Flaps Dull Flash of PBS Lineup
Discussion of two recent controversies--Louis Rukeyser’s bitter exit from the long-running financial program “Wall Street Week,” and the potential presence of an HIV-positive Muppet on the children’s show “Sesame Street”--dominated PBS’ session with television reporters gathered in Pasadena on Friday.
PBS President and Chief Executive Pat Mitchell tried to distract the media by offering them the venerated newscaster Walter Cronkite, who appeared live via satellite from Martha’s Vineyard to discuss his role as the voice of Benjamin Franklin in a new animated children’s series, “Liberty’s Kids.” The historical series will debut Labor Day weekend, with a host of other celebrities voicing parts, including Ben Stiller and Sylvester Stallone.
But reporters were more interested in grilling Mitchell on the lingering “Wall Street Week” and “Sesame Street” issues, both public relations snafus that have dogged PBS.
Rukeyser abruptly left “Wall Street Week” earlier this year in a feud with both PBS and his producers, Maryland Public Television. They wanted to revamp the show, which had become PBS’ lowest-rated prime-time series, in part, Mitchell said Friday, because the investor community had changed over the years to include more women and a generally younger audience. But the suggested changes, she said, were “nothing dramatic and nothing that included changing the host.”
Rukeyser has since reemerged on CNBC, and 158 PBS stations air him--though only six in the top 20 PBS markets, Mitchell noted.
And in the fall, Sesame Workshop, which produces “Sesame Street,” plans to introduce an HIV-positive character in the South African version of the show, arousing concern among U.S. lawmakers. Mitchell subsequently sent a letter assuring congressional members that no public money was going toward the introduction of that character and that there were no plans to introduce such a character in the American “Sesame Street.”
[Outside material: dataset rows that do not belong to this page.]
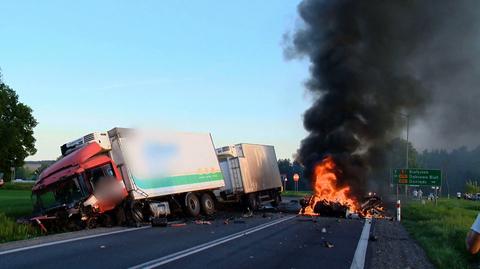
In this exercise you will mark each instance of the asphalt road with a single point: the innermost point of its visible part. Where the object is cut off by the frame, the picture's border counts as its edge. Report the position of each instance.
(272, 241)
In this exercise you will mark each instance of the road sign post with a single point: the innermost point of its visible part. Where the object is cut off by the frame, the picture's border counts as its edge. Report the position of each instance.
(296, 178)
(418, 177)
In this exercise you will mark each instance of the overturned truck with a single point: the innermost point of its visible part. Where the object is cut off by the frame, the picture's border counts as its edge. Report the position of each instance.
(126, 176)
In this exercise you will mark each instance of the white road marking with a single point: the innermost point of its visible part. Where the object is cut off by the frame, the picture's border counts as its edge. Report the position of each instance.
(187, 252)
(359, 257)
(70, 240)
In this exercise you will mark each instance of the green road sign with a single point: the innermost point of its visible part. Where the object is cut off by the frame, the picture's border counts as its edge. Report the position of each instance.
(419, 177)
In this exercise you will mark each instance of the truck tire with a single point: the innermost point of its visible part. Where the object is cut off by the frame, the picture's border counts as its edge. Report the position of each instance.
(192, 205)
(208, 204)
(137, 213)
(252, 201)
(276, 199)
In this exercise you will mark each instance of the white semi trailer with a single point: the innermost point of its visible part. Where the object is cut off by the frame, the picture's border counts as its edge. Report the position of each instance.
(143, 174)
(251, 175)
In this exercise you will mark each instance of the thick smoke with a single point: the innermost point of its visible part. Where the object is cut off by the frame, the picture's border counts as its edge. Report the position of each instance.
(374, 61)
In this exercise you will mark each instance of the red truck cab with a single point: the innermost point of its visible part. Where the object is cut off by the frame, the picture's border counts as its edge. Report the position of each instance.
(86, 180)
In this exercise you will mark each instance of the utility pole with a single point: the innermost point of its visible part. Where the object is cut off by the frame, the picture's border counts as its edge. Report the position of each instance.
(408, 123)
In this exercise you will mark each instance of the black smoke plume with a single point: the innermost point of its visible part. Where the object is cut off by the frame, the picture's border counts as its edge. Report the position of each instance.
(372, 63)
“Every 2- to 4-year-old in South Africa knows about HIV or AIDS,” Mitchell said Friday, explaining why such a character was culturally relevant in that country. She said viewer mail she’d read convinced her “it’s not the time now” to expose kids in this country to the issue.
Mitchell also stressed that such creative decisions are made not by Congress or PBS but by Sesame Workshop, stressing “the firewall” between PBS content and government input.
Still, reporters weren’t entirely convinced, with one asking Mitchell how lawmakers might respond if “Sesame Street” introduced a handicapped Muppet.
“You’re asking me to go into the minds of Congress,” Mitchell said.
The twin controversies come at a time when PBS is struggling with station layoffs, dwindling viewership amid competition from copycat cable programming and a looming $1.8-billion conversion to digital transmission. And then there’s the perennial dilemma: the search for funding for a broadcasting service that relies on the largess of the viewing public for more than half its revenue.
And yet, said Mitchell, who came to PBS more than two years ago from CNN Productions, “it is quite amazing that the institution stays as strong as it does.”
To that end, PBS, which recently picked up 41 Emmy nominations, talked up a host of new programming for the fall and beyond. The menu includes “Colonial House,” from the makers of “Frontier House” and “The 1900 House”; a production of “The Gin Game” starring Mary Tyler Moore and Dick Van Dyke, to be shot at the KCET Studios in Hollywood; and “The Blues,” a seven-part documentary series on the music genre from filmmaker Martin Scorsese.
In other nods to PBS’ branding imperatives, the broadcasting service will start airing a “Be More” promotional campaign in the fall and has entered into a partnership with TiVo to promote PBS’ upcoming programming related to the Sept. 11 attacks.
That programming will include “Faith and Doubt at Ground Zero,” from PBS’ investigative series “Frontline.”